Kein Geringerer als der wahrscheinlich populärste Evolutionsbiologe des 20. Jahrhunderts, Stephen Jay Gould, hat ganze Bücher darüber geschrieben, warum Evolution sich eher nicht wiederholen sollte. Doch auch ihm war bekannt, dass ähnliche Anforderungen und Umweltbedingungen zu ähnlichen Ausprägungen von Körperteilen und Verhaltensweisen führen. Bei Meeressäugern etwa hat sich zumindest teilweise die Evolution der Fische wiederholt: Kiemen haben sie nicht ausgebildet, aber aus Gliedmaßen wurden – wieder – Flossen. Fliegende Säugetiere nutzen Flügel, ähnlich denen der Vögel. Sie sind also auch einen ähnlichen Evolutionsweg wie diese oder auch einst die Flugsaurier gegangen.

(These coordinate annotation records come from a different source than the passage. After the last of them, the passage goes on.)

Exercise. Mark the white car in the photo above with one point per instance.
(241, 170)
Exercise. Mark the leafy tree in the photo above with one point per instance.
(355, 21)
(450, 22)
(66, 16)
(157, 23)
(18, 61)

Bei den Buntbarschen aus den großen Seen Ostafrikas haben Evolutionsbiologen besonders viele verschiedene Beispiele vergleichbarer und sich wiederholender Evolution gefunden: ähnliche Muster, Verhaltensweisen, Körperformen und anderes. Eine Frage, die etwa Axel Meyer von der Universität Konstanz seit Langem umtreibt, ist, ob bei solchen Prozessen nicht nur das äußerlich Erkennbare – der sogenannte Phänotyp – sich gleicht, sondern auch die dahintersteckenden genetischen Prozesse und Erbanlagen.

Hemmen und gehemmt werden

Viele dieser Fische haben horizontale Streifen, andere nicht. „Spannend“ sei aber vor allem, „ dass diese Streifen mehrere Duzend Mal innerhalb nur weniger tausend Jahre im Victoria- und Malawi-See kamen und gingen“, sagt Meyer. Ein Team um seinen Mitarbeiter Claudius Kratochwil hat jetzt unter anderem mit Hilfe der sogenannten Genschere Crispr herausgefunden, dass hierfür nicht ständig wieder neue Mutationen und Genkombinationen gebraucht werden. Nur Veränderungen in einem Teil des genetischen Codes, die ein Gen namens „Agrp2“ entweder hemmen oder gewähren lassen, sind notwendig: Bei Hemmung entstehen Streifen, wenn das Gen dagegen frei sein Protein produzieren kann, wird die Ausbildung von Streifen unterdrückt. Die Ergebnisse erscheinen jetzt im Fachmagazin „Science“.

Buntbarsch-Halloween

Ob Ähnliches auch bei anderen Prozessen sogenannter „konvergenter“ Evolution eine Rolle spielt, ist unklar, aber nicht unwahrscheinlich. Bemerkenswert finden die Forscher, dass das Gen, das bei den Buntbarschen Streifen unterdrückt – und wenn es selbst unterdrückt ist, dann eben Streifenmuster entstehen lässt – eng verwandt ist mit dem Agouti-Gen. Diese Erbanlage spielt eine wichtige Rolle bei der Fellzeichnung so verschiedener Tiere wie Katzen, Hunde, Pferde – und auch für das besondere Streifenmuster bestimmter Jungvögel.

Kratochwil und seine Kollegen untersuchen derzeit, wie andere Muster in Buntbarschen entstehen oder verschwinden. Dazu gehören etwa Punkte oder senkrechte Streifen. „Sie werden aber gar nicht durch Agrp2 beeinflusst und haben scheinbar eine viel kompliziertere genetische Basis“, sagt Kratochwil.

Die senkrechten Streifen sehen zusammen mit den waagerechten oft wie Fischgrätenmuster aus. Ob das ein Hinweis auf eine bei Buntbarschen ausgeprägte besondere Art Humor ist, könnte man auch einmal untersuchen.